Marina felt the inquisitiveness from the tone of the Nurse's voice; if she knew what eyes had looked like, Marina would imagine that they would be looking at her crossed and bemused. 'Yes.'
The Nurse turned towards the large personal Computer located adjacent to her; Marina listened to every keystroke, from the J's; the press of the shift button and the slight tap of the Enter key with the pinky finger. 'Just got out of surgery an hour ago, he's in ICU in room 234 B. Do you need an escort?'
Marina's lips reached end to end. 'That would be nice, thank you.'
Marina enjoyed being carted on a wheelchair; she was reminded of her times of riding a rollercoaster. There were times in her life that the most fun and leisure she found was riding the escalator's up and down; without a destination in mind Marina rode around machines that controlled the flow of travel from point A to B. It left a feeling of wistlessness and detachment from the world around her, no longer was she bound by any earth-mass; Marina was living in darkness constantly, the world she knew was one of where her feet and walking stick shaped for her, a series of sensations that her mind tried to form abstract pictures in her head. When Marina would ride any vehicle, all those sensations left her; with the wind whipping her hair or the feeling of her body floating on an escalator, for maybe minutes at a time did she feel above it all.
Finally arriving at the room in question, the orderly helped Marina off her chariot and back onto the hard floor. She heard him walk away with the squeaky wheels of the wheelchair scurry off back into the other wards of the hospital. Opening the door, the first sound that leapt at her was the iambic beat of the EKG Monitor, then the breathing apparatus, and then the dialysis machine.
'I'm sorry, I didn't know Mr. Lundgren was expecting visitor's at the moment.' A nurse said as she finished washing George's arms with a sponge.
'Is he stable?' Marina inched closer and closer.
'The surgeon's have done all they can, but they don't expect him to wake up anytime soon.
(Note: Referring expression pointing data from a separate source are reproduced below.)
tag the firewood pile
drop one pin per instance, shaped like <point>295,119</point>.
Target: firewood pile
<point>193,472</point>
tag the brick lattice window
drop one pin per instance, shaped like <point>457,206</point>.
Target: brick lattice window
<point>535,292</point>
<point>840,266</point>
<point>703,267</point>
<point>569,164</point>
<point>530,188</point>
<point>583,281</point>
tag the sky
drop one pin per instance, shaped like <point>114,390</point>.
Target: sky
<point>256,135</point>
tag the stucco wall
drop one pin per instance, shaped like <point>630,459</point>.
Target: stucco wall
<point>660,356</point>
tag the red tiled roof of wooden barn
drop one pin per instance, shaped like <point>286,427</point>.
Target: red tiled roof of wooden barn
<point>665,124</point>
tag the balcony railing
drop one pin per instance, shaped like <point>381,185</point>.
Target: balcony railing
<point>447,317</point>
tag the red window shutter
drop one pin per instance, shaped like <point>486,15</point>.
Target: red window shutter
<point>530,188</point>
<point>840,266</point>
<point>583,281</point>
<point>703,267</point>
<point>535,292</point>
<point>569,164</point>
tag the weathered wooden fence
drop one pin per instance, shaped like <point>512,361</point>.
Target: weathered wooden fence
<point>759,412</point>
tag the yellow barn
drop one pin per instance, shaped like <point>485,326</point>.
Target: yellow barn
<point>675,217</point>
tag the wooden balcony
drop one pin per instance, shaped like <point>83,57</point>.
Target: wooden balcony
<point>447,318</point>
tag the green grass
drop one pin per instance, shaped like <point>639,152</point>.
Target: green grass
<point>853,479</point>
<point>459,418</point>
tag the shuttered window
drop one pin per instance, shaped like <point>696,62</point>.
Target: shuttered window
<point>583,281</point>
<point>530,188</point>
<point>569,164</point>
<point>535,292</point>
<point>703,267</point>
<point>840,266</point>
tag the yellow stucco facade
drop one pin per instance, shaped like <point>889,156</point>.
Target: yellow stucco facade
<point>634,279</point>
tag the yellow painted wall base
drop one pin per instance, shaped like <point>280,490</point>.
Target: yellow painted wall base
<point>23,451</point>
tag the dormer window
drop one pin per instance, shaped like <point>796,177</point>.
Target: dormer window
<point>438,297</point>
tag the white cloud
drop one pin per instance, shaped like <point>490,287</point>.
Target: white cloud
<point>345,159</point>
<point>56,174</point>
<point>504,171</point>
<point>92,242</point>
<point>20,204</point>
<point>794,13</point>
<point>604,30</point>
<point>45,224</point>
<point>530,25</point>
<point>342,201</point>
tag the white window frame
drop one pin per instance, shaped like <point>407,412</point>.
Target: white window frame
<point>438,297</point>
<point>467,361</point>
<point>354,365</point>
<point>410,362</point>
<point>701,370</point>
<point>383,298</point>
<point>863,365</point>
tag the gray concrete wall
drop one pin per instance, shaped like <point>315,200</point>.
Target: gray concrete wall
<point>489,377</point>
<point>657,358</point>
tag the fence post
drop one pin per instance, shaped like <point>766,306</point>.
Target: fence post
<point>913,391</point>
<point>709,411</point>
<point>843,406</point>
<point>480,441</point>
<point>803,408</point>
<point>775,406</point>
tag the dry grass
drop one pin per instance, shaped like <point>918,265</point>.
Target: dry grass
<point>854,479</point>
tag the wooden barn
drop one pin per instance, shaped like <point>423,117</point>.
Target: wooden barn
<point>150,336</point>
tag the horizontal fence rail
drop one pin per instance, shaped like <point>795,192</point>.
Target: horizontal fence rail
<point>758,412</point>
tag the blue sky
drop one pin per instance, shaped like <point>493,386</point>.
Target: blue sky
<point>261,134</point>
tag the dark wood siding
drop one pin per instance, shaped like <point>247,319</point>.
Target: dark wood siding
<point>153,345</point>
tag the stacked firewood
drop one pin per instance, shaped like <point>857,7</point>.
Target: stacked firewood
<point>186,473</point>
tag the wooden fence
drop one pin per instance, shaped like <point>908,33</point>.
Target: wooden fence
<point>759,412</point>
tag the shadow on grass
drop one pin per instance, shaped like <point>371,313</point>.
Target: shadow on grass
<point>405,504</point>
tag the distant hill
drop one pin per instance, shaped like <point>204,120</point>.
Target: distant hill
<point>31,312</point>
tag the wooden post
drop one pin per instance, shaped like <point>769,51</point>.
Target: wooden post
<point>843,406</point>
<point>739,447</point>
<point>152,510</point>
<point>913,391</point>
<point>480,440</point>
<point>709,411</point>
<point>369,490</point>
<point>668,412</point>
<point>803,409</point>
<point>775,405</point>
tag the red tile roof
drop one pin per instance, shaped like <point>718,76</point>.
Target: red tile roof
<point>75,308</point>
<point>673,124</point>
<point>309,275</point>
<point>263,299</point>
We'll monitor him for a few days here and make sure his condition stabilizes.'
'Oh…do you think I could have some time alone with him.' Marina sat down next to George, her hands rested on her lap as she looks in no direction particular.
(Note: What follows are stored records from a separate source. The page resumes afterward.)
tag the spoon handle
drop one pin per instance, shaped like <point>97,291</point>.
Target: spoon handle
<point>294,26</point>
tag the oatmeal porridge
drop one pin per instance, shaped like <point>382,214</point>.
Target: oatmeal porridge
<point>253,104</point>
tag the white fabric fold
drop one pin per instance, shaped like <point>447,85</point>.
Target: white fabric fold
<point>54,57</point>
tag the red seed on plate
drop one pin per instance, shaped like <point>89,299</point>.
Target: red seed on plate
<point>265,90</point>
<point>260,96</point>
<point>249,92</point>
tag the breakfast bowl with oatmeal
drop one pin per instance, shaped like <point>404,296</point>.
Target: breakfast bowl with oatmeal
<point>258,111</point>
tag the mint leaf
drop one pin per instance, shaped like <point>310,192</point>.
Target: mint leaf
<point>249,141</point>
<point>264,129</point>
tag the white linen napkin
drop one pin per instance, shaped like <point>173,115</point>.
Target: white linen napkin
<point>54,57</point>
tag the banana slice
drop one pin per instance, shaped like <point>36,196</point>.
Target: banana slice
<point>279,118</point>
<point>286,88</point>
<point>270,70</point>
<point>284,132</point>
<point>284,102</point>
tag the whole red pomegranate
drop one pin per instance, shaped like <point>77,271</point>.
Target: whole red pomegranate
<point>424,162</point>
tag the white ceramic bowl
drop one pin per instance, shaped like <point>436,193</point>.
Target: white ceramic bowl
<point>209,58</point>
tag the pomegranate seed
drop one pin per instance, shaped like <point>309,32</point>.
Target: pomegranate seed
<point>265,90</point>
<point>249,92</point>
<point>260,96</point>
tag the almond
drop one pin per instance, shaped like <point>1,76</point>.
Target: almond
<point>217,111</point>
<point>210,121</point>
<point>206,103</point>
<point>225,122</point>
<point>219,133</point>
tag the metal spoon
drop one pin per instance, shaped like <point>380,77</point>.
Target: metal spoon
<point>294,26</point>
'Yes, that's fine. If you need anything, there's a call button right next to the bed.'
Marina smiled as the nurse left the room, waiting on the sound of the closing door Marina sat in place until she heard a click. Alone and uninterrupted she reached and felt George with her hands, investigating and interrogating the state of his body with her tips, her palms, and her wrists resting on IV tubing. The breathing apparatus with it's long cylindrical tube extended out like an elephant's trunk or what Marina imagined what an elephant's trunk might be like from her readings. She took his right hand and splayed his fingers on her upturned palm; Marina inched closer to George's ear and whispered. 'George. George. It's Marina. Are you still there?'
Whispering the same words over and over, every intonation and punctional mark was reiterated with the same warmth that she had been sending George's inert body. No response was reiterated back, but then Marina felt a slight tremor; George shook and then slipped back into his default inert mode. Movement, Marina felt the small etchings of his fingernails dance on her palm.
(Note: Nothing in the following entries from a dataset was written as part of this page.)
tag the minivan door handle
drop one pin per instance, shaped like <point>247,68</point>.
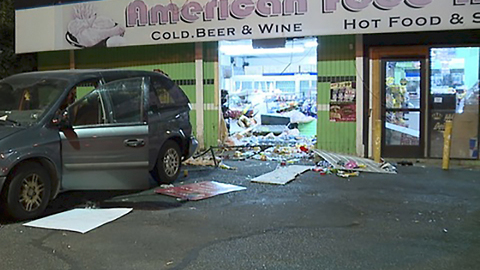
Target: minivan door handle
<point>134,142</point>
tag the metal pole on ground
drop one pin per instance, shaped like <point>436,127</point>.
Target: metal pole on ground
<point>377,141</point>
<point>447,141</point>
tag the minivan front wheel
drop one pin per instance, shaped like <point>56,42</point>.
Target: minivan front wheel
<point>169,162</point>
<point>27,191</point>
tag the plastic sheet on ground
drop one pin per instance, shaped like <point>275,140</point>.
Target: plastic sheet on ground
<point>281,175</point>
<point>199,191</point>
<point>79,220</point>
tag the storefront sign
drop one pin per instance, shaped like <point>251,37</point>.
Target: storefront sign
<point>68,24</point>
<point>342,102</point>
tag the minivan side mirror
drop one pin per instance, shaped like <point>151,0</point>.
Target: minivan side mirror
<point>62,120</point>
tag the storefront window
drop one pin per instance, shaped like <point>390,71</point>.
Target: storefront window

'Good. Yes. I can hear you loud and clear.' Marina smiled, not the upturned gesture that she practiced in front of Prunella for twenty times a day to produce a smile that the world could accept, but the kind of smile that was truer to herself. This was a smile that was crooked and cocked to one side of her face, gritting her teeth like a friendly dog.
George's finger dance stop and Marina nods her head. She reaches over to the call button and a ring summons the nurse back into the room.